Endlich keine insistierenden Fragen mehr. Keine vierteljährlichen Forderungen von gierigen Heuschrecken nach mehr Rentabilität und höheren Dividenden. Wenn in den kommenden Wochen die Hauptversammlung des traditionsreichen amerikanischen Auktionshauses Sotheby’s einem Übernahmeangebot des israelisch-französischen Geschäftsmanns Patrick Drahi zustimmt, dann verschwindet das Unternehmen mit Ende 2019 von der Börse. Damit könnte sich das weltweit zweitgrößte Auktionshaus wieder in Ruhe, langfristig, anonymer und abseits eines effekthaschenden Kunstmarktes den meist weitverzweigten bis heiklen Geschäftsanbahnungen und Versteigerungen widmen.
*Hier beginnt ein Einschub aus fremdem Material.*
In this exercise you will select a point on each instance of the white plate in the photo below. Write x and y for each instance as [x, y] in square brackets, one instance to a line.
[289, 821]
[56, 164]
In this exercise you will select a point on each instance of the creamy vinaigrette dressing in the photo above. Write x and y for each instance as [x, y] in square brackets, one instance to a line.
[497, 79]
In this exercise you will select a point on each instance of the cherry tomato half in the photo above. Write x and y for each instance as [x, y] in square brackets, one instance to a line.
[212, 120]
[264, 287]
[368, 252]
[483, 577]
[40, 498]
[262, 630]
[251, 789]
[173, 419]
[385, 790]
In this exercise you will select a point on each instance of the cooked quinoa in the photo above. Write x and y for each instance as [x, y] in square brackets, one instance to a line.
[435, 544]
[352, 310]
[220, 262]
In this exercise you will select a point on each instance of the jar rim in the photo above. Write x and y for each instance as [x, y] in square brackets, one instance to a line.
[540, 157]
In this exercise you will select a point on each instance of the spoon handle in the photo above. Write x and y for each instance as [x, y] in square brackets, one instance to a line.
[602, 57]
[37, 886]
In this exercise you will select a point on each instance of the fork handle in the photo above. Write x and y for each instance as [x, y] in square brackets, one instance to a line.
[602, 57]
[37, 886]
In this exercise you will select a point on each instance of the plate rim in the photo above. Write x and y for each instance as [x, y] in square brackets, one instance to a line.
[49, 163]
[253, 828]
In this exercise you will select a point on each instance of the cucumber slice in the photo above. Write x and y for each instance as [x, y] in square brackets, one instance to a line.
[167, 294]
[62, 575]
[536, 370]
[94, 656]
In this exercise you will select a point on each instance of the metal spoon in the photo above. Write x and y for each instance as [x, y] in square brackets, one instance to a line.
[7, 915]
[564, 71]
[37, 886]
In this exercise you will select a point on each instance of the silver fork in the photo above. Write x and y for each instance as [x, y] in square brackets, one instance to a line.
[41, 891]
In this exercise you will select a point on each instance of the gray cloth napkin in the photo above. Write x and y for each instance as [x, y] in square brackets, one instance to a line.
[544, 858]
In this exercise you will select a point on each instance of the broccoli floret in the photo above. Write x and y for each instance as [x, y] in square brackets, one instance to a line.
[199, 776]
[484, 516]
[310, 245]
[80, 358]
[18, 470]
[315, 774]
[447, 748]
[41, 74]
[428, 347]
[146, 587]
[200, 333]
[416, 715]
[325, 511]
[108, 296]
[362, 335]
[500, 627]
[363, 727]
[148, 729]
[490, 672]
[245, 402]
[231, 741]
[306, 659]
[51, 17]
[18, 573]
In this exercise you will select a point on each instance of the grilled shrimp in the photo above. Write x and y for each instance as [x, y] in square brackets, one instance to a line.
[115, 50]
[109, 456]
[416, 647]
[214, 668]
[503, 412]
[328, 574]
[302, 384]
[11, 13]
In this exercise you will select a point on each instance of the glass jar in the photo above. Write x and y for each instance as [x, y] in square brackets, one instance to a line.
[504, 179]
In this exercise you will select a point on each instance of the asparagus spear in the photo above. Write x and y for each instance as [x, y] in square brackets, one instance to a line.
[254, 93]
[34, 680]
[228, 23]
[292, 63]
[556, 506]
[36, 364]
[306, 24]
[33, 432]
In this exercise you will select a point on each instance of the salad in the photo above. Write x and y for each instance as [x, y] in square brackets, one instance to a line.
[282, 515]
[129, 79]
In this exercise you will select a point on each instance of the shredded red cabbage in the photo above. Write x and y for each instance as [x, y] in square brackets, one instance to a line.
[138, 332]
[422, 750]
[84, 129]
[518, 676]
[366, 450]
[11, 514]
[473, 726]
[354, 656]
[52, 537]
Welche unmittelbaren Veränderungen und nachhaltigen Auswirkungen die geplante Übernahme auf den Kunstmarkt haben wird, kann anhand einiger Kennzeichen skizziert werden.

Nicht sehr innovativ

Anfang vergangener Woche ist der 1963 in Casablanca geborene Kunstsammler, Telekom- und Medienunternehmer Patrick Drahi mit dem Angebot an die Öffentlichkeit gegangen, das 1744 in London gegründete Auktionshaus vollständig übernehmen zu wollen. Seine amerikanische Holding BidFair bietet den Aktionären 57 Dollar je Aktie. Ein überaus fairer Preis, denn der liegt gute 61 Prozentpunkte über dem Schlusskurs der Aktie. Insgesamt ein Kaufpreis von 3,7 Milliarden US-Dollar. Drahi, dessen Privatvermögen vom Finanzmagazin "Forbes" auf 9,4 Milliarden geschätzt wird, hat in ersten Stellungnahmen betont, nun bei Sotheby’s verstärkt auf Online-Auktionen zu setzen. Eine gute Idee, aber nicht mehr eine der innovativsten. Denn das Auktionshaus hatte in den letzten Jahren mit einem Großinvestor zu kämpfen - Dan Loeb mit seinem Hedgefonds Third Point besitzt 9,3 Prozent am Unternehmen -, der der Geschäftsführung unentwegt vorwarf, nicht rentabel genug zu agieren. Deswegen solle Sotheby’s mehr Online-Auktionen anbieten. Mit der Übernahme wäre Loeb auch fein raus: Sein Fonds würde 125 Millionen US-Dollar lukrieren.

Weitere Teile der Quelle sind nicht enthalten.